The question as to who really is a ‘police officer’ assumes great significance in criminal investigations and trials for the simple reason that : A statement given to ‘police officer’ is not admissible in evidence; further, even a confession recorded by a police officer is not admissible & not even worth the paper it is on. These are important guarantees/safeguards put in place by Sections 162 of the Code of Criminal Procedure (“CrPC”) and Section 25 of the Evidence Act, 1872 (“IEA”). There is sound legislative policy behind this. It recognises that – any other view – would encourage the investigators to, instead of investigating cases forensically, rub chillies in the eyes of accused persons, extort confessions and secure an easy conviction. These provisions, therefore, were informed by ground realities, much of which – unfortunately – haven’t changed in the last century or so.
This was and has been the position under the general criminal law. Special laws such as Narcotics Drugs and Psychotropic Substances Act (“NDPS”), Companies Act (“CA”), and the Prevention of Money Laundering Act (“PMLA”), however, make a departure from this. These laws permit special investigative agencies/regulators to record statements of witnesses – which are then – taken to be admissible in evidence. In fact, under these laws, even the accused/suspect does not have a ‘right to silence’ and the immunity from being required to appear before investigators/regulators and answer questions, which, disconcertingly, can be used against her in the court at trial. This goes against one of the most fundamental principles of criminal law : The Right To Silence. The hard won constitutional guarantee that : No woman shall be compelled to be a witness against herself.

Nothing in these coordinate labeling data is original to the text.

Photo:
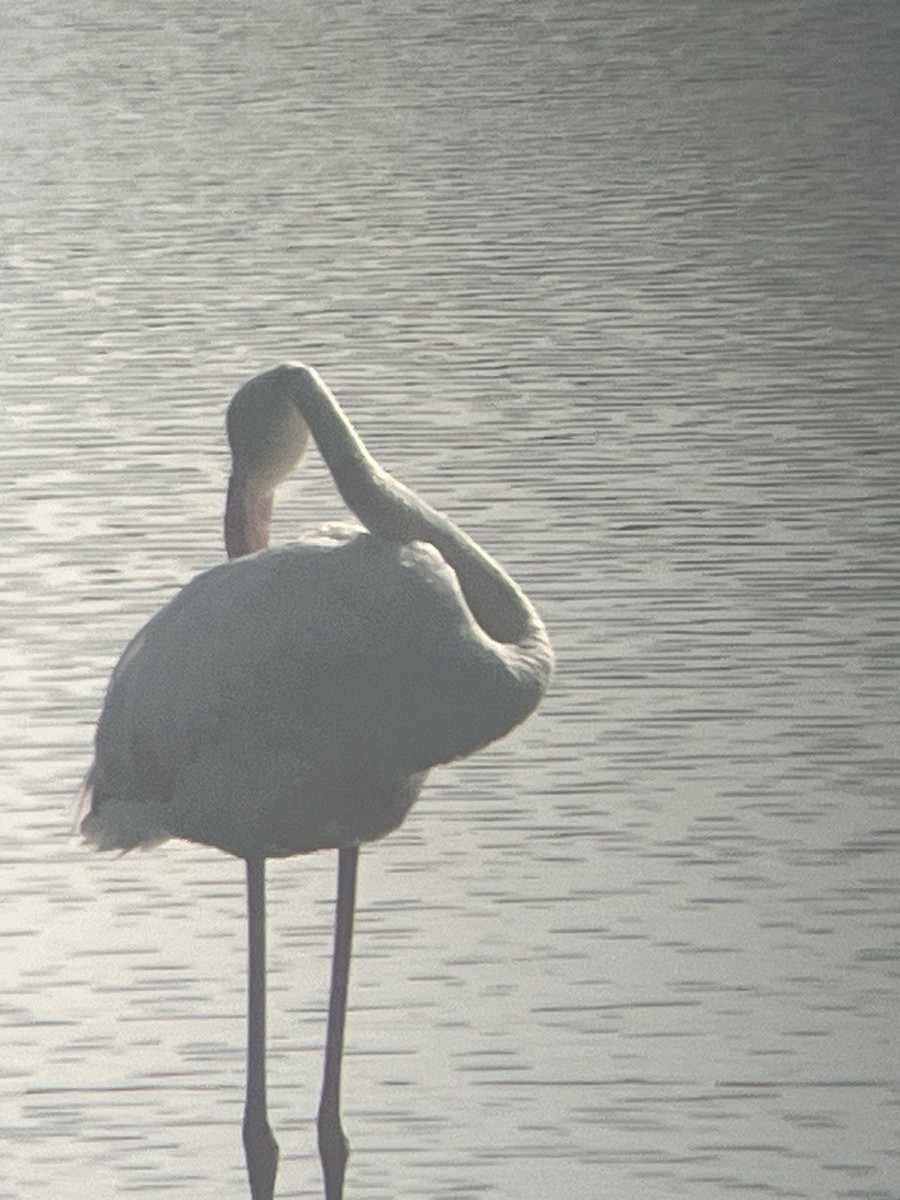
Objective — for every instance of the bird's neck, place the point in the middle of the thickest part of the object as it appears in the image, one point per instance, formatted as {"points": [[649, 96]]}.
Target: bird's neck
{"points": [[389, 509], [249, 513]]}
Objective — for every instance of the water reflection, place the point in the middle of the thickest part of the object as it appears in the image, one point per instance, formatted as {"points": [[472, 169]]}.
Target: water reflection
{"points": [[615, 285]]}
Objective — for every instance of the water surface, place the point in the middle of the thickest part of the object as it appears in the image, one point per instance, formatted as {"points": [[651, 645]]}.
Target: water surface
{"points": [[616, 285]]}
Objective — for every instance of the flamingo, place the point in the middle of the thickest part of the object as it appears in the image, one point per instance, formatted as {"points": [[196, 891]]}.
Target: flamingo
{"points": [[295, 699]]}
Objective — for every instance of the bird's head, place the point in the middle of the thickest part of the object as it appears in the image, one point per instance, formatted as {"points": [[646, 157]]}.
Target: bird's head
{"points": [[267, 433]]}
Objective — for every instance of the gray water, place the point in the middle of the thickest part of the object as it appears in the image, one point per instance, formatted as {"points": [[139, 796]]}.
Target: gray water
{"points": [[616, 285]]}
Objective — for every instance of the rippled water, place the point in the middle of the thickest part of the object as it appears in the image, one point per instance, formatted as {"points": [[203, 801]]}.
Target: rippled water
{"points": [[617, 286]]}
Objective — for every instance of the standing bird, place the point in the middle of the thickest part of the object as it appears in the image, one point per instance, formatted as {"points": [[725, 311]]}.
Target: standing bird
{"points": [[294, 700]]}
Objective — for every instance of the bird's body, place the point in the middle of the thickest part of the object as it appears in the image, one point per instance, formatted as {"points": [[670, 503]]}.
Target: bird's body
{"points": [[294, 700]]}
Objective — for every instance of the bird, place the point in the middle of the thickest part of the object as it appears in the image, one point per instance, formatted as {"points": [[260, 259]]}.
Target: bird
{"points": [[295, 699]]}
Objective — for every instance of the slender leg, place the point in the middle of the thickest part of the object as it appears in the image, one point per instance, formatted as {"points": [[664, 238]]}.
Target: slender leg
{"points": [[259, 1145], [334, 1149]]}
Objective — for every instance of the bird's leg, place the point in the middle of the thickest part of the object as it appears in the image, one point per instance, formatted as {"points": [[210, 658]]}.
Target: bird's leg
{"points": [[259, 1145], [334, 1149]]}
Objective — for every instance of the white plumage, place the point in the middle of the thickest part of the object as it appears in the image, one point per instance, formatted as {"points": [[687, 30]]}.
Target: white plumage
{"points": [[295, 699]]}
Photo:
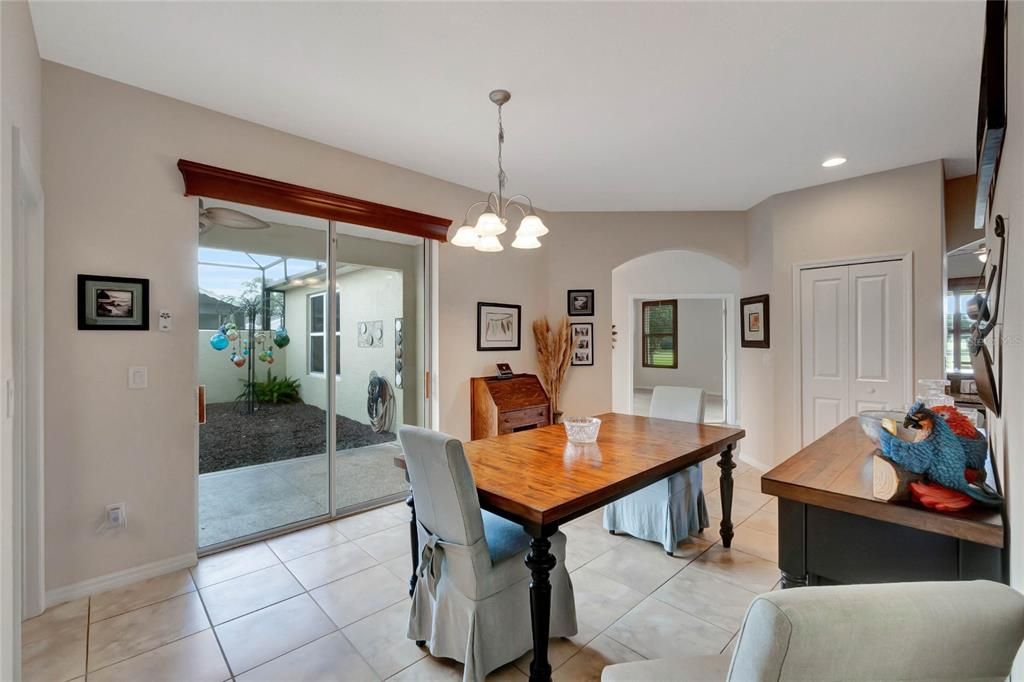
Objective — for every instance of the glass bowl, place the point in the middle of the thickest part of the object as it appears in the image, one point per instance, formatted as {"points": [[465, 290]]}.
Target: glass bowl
{"points": [[582, 429]]}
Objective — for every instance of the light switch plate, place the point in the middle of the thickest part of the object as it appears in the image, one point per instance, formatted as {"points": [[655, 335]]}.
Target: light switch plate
{"points": [[138, 377]]}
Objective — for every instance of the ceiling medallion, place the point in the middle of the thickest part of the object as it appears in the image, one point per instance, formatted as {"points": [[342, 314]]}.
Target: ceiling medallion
{"points": [[494, 218]]}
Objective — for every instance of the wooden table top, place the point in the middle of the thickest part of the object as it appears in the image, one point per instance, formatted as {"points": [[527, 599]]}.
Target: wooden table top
{"points": [[537, 477], [835, 472]]}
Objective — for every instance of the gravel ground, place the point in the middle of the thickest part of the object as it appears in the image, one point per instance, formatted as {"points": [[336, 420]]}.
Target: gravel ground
{"points": [[275, 432]]}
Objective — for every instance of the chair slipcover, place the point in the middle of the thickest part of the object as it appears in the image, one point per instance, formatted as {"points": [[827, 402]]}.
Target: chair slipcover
{"points": [[672, 509], [471, 600]]}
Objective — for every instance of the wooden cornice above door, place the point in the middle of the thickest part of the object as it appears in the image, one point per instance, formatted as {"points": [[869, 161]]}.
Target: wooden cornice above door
{"points": [[204, 180]]}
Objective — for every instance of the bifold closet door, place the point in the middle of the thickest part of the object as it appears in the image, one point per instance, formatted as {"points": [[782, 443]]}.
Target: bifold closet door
{"points": [[852, 335]]}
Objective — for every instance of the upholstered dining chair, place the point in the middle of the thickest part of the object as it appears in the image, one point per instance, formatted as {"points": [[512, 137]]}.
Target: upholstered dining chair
{"points": [[471, 600], [672, 509]]}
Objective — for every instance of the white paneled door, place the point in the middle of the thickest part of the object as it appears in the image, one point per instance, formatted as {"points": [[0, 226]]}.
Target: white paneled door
{"points": [[852, 341]]}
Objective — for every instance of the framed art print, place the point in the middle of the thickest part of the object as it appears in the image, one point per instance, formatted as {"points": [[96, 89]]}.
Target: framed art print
{"points": [[582, 336], [581, 302], [113, 303], [499, 327], [754, 317]]}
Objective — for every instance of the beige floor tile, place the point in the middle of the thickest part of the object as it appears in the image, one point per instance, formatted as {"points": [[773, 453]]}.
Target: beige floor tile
{"points": [[585, 543], [359, 595], [144, 629], [381, 640], [53, 644], [305, 542], [225, 565], [330, 564], [360, 525], [599, 601], [707, 597], [758, 543], [656, 630], [738, 567], [641, 565], [386, 544], [268, 633], [196, 658], [587, 665], [330, 657], [134, 596], [248, 593]]}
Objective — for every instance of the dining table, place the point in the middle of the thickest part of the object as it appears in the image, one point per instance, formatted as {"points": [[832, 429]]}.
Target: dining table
{"points": [[540, 480]]}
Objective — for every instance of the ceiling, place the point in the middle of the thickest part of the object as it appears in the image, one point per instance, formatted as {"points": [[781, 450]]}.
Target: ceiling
{"points": [[614, 105]]}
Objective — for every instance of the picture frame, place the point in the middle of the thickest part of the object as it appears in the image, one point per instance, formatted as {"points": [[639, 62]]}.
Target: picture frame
{"points": [[755, 322], [499, 327], [113, 303], [580, 302], [582, 336]]}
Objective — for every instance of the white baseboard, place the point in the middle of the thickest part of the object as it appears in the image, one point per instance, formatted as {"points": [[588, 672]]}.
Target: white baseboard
{"points": [[119, 579]]}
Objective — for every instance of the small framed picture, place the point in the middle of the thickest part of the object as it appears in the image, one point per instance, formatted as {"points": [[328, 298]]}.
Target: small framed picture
{"points": [[582, 336], [581, 302], [499, 327], [113, 303], [754, 321]]}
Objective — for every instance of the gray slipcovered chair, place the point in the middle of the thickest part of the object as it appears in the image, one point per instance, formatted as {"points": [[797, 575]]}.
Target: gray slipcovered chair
{"points": [[896, 631], [471, 600], [672, 509]]}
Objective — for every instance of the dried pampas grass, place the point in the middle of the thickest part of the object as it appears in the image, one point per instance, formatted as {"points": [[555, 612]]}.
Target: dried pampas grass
{"points": [[554, 351]]}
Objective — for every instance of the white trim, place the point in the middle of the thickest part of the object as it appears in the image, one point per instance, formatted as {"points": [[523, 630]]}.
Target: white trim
{"points": [[120, 579], [906, 259]]}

Advocates of a more just and fair criminal justice system have long argued that regulators/investigators under the special laws should also be treated as ‘police officers’ and the general safeguards under CrPC and IEA (as stated above) should apply with equal force. The regulators – of course, argue that they are not ‘police officers’ and shouldn’t be treated as such. This – along with the general rhetoric on the sheer impact of socio-economic crimes, is often pressed into action to justify harsher provisions under special laws.
This question as to how really is a ‘police officer’ has previously arose in the context of the custom, excise, railway protection laws, among others. The Supreme Court has – over the years – laid down a few tests in this regard. There was a considerable divergence of opinion which led to the reference in Tofan Singh to a 3 judge bench which went on to examine:
- Whether an officer of the central / state government investigating a case under the NDPS Act is a “police officer”?
- Whether statements recorded under Section 67 of the NDPS Act can be treated as confessional statements, regardless of whether the officer is a police officer?
By a 2:1 majority, the Court holds that officers of the central/state government, inquiring into NDPS cases, are indeed ‘police officers’ and statements given to them are not admissible at trial. The Court construed the term ‘police officer’ common-sensically and adopted a ’substance over form’ test. It held, that even if an officer is not designated as such, she may still be regarded as a ‘police officer’ if she otherwise exercises powers which are typically investigative in nature; for instance, the power of search, seizure, arrest, etc.
The Court held that the mere fact that these officers under NDPS do not file a charge-sheet at the end of the investigation does not militate against the fact that – essentially – they are police officers – function-wise. The Court took note of the fact that NDPS is a ‘penal statute’ and given the gravity of consequences for the accused/suspect, the law must be tested on a higher due-process anvil and important processual safeguards should be made available.
As good as this conclusion this, one must confess that the majority opinion is a bit tenuous when it comes to dealing with previous decisions of the same bench strength. It does not – for instance – deal satisfactorily with a previous constitution bench decision (Barkat Ram) – which says that, while deciding the question as to whether an investigator is a ‘police officer’ or not, the fact that the investigator finally files a charge sheet in the court is determinative of the matter. This is where the dissent by Justice Indira Banerjee calls the majority decision out.
This – we believe – would ensure that this is not the end of the road for this question and it would continue to be litigated upon. But – all in all, a progressive decision that may have the effect of introducing much needed ‘due process’ in investigations under special laws, where the general rhetoric against white collar crime has led to – over the years – a dilution of important safeguards.
We believe that the case may have great implications with respect to investigation under other statutes too, for instance, the CA and the PMLA, under which the SFIO and ED, respectively, can record statements of even suspects which can then be relied upon by Courts – at the time of trial.
*A detailed case comment on the other issues emanating from the judgment, including the nuance around ‘inquiry’ and ‘enquiry’, would soon follow.